Digging Into Normal Incorporated Stereo Matching
This work addresses a bottleneck in stereo matching for computer vision applications, but it is incremental as it builds on existing learning-based methods with specific geometric enhancements.
The paper tackled the problem of disparity estimation in challenging regions like low-texture, occluded, and bordered areas in stereo matching by incorporating geometric guidance from normal maps, resulting in a method that ranked 1st on the KITTI 2015 dataset and 3rd on the Scene Flow dataset.
Despite the remarkable progress facilitated by learning-based stereo-matching algorithms, disparity estimation in low-texture, occluded, and bordered regions still remains a bottleneck that limits the performance. To tackle these challenges, geometric guidance like plane information is necessary as it provides intuitive guidance about disparity consistency and affinity similarity.

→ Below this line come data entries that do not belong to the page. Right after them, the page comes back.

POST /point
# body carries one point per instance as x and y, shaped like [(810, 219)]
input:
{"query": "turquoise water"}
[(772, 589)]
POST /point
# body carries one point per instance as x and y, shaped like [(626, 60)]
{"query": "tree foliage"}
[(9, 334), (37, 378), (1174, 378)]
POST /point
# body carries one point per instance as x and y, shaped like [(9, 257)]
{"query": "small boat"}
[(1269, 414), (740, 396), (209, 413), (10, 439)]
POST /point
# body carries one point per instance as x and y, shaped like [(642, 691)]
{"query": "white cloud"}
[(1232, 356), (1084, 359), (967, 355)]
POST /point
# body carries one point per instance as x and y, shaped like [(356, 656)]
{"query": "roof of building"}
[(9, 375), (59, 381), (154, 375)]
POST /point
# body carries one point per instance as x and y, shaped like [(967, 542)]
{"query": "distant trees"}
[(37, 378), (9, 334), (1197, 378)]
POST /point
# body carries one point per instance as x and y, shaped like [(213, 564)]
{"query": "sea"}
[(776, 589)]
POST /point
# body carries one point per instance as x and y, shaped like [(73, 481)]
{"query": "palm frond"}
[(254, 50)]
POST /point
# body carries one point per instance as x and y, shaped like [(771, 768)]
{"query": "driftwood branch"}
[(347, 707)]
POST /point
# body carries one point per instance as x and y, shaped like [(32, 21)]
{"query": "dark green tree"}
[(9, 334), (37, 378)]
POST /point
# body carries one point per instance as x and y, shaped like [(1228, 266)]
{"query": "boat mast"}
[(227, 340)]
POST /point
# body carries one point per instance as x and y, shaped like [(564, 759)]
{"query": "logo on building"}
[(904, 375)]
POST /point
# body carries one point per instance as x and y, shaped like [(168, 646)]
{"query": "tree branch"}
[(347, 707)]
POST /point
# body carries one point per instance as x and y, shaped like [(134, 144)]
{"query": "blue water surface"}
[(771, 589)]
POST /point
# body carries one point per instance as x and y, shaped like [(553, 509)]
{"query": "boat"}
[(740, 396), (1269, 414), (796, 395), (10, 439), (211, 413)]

In this paper, we propose a normal incorporated joint learning framework consisting of two specific modules named non-local disparity propagation(NDP) and affinity-aware residual learning(ARL). The estimated normal map is first utilized for calculating a non-local affinity matrix and a non-local offset to perform spatial propagation at the disparity level. To enhance geometric consistency, especially in low-texture regions, the estimated normal map is then leveraged to calculate a local affinity matrix, providing the residual learning with information about where the correction should refer and thus improving the residual learning efficiency. Extensive experiments on several public datasets including Scene Flow, KITTI 2015, and Middlebury 2014 validate the effectiveness of our proposed method. By the time we finished this work, our approach ranked 1st for stereo matching across foreground pixels on the KITTI 2015 dataset and 3rd on the Scene Flow dataset among all the published works.